1. Demanding an exact weight like 2.26 carat or a very precise dimension like 6.40x4.55mm is not realistic. You may be lucky in the end but it is better to leave some wiggle room to start with.
2. Unless he has nothing else to do, and no family to feed, a professional trader will not want to hunt for a low value stone, even if it is rare and special. It just doesn't pay the bills. Budgets may start somewhere around $1k, depending on how exotic your search is.
3. Finding a stone immediately. Nothing will happen in under a week. A month or two is realistic. If a hunt takes longer than twelve months, there might be a problem. (I searched for an unheated blue zircon for 2 years, canceled the hunt and then found one two months later)

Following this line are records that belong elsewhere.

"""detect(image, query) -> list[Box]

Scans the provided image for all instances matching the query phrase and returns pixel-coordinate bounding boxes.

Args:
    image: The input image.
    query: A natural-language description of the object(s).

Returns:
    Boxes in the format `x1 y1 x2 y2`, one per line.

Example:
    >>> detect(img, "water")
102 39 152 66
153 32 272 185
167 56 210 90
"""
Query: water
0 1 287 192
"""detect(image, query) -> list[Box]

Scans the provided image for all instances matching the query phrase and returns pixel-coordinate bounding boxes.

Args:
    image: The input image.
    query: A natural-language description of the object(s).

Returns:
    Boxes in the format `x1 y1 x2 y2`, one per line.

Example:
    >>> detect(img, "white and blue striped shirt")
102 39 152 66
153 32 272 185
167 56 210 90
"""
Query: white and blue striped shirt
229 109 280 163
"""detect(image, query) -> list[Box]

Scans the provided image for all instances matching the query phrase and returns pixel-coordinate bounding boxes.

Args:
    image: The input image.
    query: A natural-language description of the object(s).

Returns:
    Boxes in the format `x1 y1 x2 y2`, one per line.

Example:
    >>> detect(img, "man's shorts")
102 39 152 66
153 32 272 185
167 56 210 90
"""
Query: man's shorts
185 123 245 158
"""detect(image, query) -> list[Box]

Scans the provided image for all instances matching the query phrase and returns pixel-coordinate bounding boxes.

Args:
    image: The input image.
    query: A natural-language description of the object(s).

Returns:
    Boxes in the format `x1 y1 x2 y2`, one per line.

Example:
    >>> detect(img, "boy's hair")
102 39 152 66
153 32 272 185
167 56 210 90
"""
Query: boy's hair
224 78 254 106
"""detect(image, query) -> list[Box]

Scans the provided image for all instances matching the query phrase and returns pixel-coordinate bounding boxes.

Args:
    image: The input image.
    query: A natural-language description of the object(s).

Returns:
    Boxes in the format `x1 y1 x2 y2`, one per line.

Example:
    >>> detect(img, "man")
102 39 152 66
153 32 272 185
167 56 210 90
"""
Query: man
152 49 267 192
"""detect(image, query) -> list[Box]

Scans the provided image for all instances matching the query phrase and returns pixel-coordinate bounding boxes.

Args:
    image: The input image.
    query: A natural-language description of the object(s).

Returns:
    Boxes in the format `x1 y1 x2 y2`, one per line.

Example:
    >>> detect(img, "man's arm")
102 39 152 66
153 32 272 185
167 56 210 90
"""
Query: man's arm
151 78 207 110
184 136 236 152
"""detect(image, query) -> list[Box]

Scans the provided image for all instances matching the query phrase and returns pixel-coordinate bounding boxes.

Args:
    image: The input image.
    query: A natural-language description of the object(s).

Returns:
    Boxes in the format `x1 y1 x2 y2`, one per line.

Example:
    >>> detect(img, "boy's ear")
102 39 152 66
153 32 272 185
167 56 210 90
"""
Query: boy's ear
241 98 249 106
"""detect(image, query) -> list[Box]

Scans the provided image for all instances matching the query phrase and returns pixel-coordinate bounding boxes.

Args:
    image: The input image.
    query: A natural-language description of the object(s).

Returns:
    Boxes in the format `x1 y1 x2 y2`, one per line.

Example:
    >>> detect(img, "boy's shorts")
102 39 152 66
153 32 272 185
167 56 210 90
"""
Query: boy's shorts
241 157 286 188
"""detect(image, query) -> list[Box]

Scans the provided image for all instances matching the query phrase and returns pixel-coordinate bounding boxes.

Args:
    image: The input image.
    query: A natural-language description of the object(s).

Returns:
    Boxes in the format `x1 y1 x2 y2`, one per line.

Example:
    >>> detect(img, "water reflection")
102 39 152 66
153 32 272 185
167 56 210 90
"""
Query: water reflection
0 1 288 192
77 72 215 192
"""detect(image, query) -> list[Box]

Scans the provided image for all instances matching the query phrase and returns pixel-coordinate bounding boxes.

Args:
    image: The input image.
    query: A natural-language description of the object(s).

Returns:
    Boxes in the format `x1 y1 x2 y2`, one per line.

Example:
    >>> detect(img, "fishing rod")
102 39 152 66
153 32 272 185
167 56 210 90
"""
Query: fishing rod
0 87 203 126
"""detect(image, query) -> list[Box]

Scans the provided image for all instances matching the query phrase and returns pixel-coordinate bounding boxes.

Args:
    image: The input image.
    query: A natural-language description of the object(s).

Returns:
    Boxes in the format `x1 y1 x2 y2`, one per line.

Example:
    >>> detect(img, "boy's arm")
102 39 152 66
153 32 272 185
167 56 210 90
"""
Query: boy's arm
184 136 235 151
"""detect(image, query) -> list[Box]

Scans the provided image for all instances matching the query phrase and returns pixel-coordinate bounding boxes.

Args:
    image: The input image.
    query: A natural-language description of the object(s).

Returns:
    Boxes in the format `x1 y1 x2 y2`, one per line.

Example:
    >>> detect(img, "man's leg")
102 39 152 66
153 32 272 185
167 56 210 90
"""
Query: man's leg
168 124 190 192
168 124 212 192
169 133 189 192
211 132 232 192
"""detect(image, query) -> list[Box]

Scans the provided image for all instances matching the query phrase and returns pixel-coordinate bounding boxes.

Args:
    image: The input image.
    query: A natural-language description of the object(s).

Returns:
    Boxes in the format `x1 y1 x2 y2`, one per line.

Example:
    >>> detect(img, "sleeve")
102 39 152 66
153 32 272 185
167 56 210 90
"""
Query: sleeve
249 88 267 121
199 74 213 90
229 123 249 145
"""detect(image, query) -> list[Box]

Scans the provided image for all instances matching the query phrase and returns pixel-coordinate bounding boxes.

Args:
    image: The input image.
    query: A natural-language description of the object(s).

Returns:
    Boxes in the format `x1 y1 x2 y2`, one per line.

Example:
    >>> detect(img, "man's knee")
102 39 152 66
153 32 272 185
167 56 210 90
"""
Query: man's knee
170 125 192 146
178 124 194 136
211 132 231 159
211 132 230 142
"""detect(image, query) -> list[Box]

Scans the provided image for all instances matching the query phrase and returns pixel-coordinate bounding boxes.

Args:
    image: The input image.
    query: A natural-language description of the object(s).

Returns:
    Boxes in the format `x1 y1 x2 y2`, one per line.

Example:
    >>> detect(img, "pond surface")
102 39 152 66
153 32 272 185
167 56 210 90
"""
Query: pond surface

Why do people decide to go for a hunt?
Buying a gem is fun so it usually is not laziness but lack of availability that frustrates the do-it-yourself search.
Who uses hunts?
Usually they are rather well informed buyers searching a gem for a special occasion. They are not long-term collectors or investors. The latter acquire what they like and when they can find it, but they are not fixated on a certain quality and timeline.
Is it more expensive?
Yes, a hunted gem will generally be more expensive than a chance-find on the web but we negotiate prices below the non-pro retail market. Once word is out that a specific color/size/shape combination is wanted, sellers will try to make extra margin. A professional hunter will have several searches open at any time so he can conceal the exact specs wanted. However, the more specific your demand, the more likely it is to push up prices. This is natural effect of supply and demand. E.g. if want nothing but a 5 carat trillion untreated padparadscha you will find the one guy who has a 5ct trillion is asking the highest price. It will cheaper to search for a 4-6 carat oval/round/cushion and see what comes along.
Do I have to commit to one trader?
It may be tempting to send mass-emails, but that is not useful. It is unlikely that somebody hides a trillion 5 carat padparadscha and is just waiting for your email. In any case you will drive up prices because several traders will be asking around for the same specifications without knowing from each other.
All-in-all, this is a very demanding part of the business, great fun at times but also very stressful: Negotiating over various times-zones and cultural settings, with highest expectations on the buyer side and a strong position on the seller side at the same time, can be a challenge. (I had this case where a Chinese seller raised the price twice after we had agreed on a deal. My American customers were going mad on the other across the Pacific).
As a rule: Gem buying should be fun for the buyer. We help!